Umsatzsteuerpflicht: In welchen Fällen Ärzte davon befreit sind

Wir hatten es bereits in eine der vergangenen Newsletter-Ausgaben aufgegriffen und nach wie vor führt dieses Thema zum einen oder anderen Anruf beim Steuerberater. In welchen Fällen bin ich als Arzt von der Umsatzsteuer befreit und wann nicht? Laut § 4 Nr. 14a des Umsatzsteuergesetzes sind ärztliche Heilbehandlungen davon ausgeschlossen. Doch wie es immer so ist: Der Teufel steckt im Detail. Hier verschaffen wir Ihnen Klarheit.

Sobald der Arzt mit einer Behandlung ein therapeutisches Ziel verfolgt und Gesundheitsstörungen diagnostiziert, behandelt, lindert und vorbeugt, ist diese von der Umsatzsteuer befreit. Hingegen besteht die Pflicht zur Abführung der Umsatzsteuer, wenn eher der ästhetische oder kosmetische Aspekt im Vordergrund steht. Ärzte sind angehalten, über diese Tatsache selbst zu entscheiden, entsprechend auf der Rechnung auszuweisen und in ihren eigenen Akten objektiv nachvollziehbar zu dokumentieren. Hat beispielsweise die Behandlung zur Gewichtsreduzierung das Ziel, schöner auszusehen oder Krankheiten in Folge des Übergewichts vorzubeugen? Die Antwort darauf hat wesentlichen Einfluss darauf, ob eine Umsatzsteuer anfällt oder nicht.

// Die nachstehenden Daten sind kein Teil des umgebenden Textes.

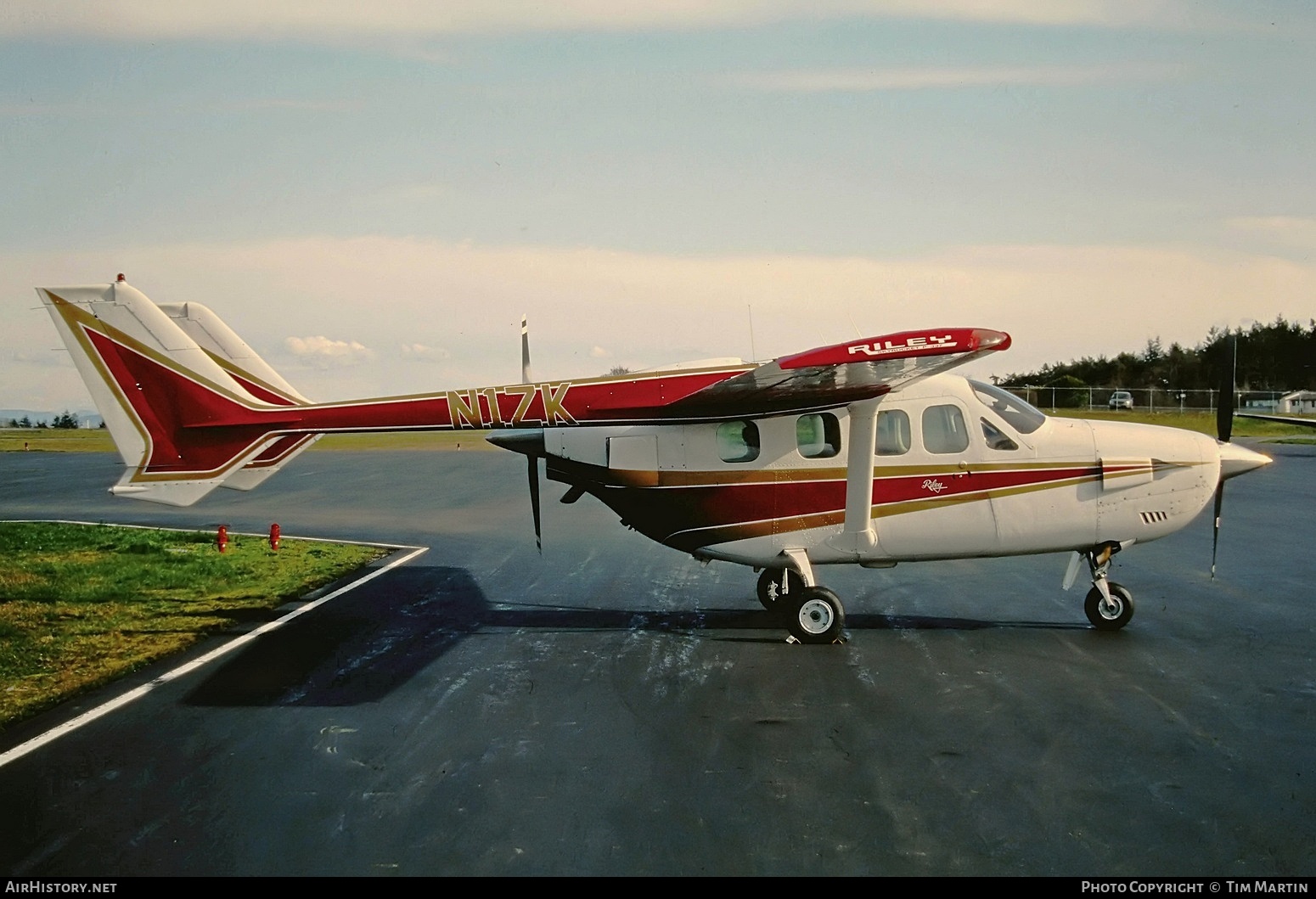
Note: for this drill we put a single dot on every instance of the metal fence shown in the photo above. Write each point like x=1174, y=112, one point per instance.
x=1148, y=399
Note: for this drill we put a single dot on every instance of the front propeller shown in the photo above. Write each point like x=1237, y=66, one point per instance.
x=533, y=471
x=1234, y=459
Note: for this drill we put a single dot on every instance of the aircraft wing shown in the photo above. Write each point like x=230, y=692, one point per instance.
x=1279, y=419
x=840, y=374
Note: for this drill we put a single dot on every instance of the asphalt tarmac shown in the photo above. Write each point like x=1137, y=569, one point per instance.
x=615, y=707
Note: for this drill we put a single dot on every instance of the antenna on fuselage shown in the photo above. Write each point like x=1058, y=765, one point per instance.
x=526, y=351
x=753, y=353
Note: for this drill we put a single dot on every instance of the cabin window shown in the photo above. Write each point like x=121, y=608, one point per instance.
x=892, y=433
x=737, y=441
x=818, y=435
x=944, y=430
x=997, y=439
x=1015, y=413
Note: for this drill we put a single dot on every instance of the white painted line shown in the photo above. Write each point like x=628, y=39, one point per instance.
x=132, y=695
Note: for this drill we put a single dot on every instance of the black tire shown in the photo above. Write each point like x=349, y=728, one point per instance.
x=1108, y=619
x=816, y=616
x=770, y=587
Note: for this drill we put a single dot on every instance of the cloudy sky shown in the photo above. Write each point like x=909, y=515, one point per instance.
x=374, y=194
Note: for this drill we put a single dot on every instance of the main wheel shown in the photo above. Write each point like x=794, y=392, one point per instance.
x=1108, y=616
x=818, y=616
x=770, y=587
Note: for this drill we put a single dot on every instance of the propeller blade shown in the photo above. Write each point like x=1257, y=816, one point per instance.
x=1224, y=411
x=1215, y=538
x=533, y=471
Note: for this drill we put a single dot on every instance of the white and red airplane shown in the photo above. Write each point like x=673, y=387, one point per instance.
x=861, y=453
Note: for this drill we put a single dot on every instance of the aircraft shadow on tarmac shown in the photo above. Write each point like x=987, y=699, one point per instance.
x=357, y=649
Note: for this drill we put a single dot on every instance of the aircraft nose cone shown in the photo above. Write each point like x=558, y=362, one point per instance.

Wer aber denkt, dass es mit diesem Grundsatz zur Beurteilung getan ist, der irrt: Denn in der Vergangenheit mussten Ärzte sich oft vor dem Finanzamt rechtfertigen. Der Grund: Nicht alle Behandlungen und dazu erstellte Gutachten waren eindeutig dem einen oder anderen Fall zuzuordnen. Sind sich Ärzte unsicher, ob im Zuge der Behandlung Umsatzsteuer anfällt oder nicht, ist das Beauftragen eines externen Gutachters empfehlenswert. So vermeidet man den ungemütlichen Gang zu Gericht – zumal Ärzte ihre Zeit doch eher für das Behandeln der Patienten benötigen.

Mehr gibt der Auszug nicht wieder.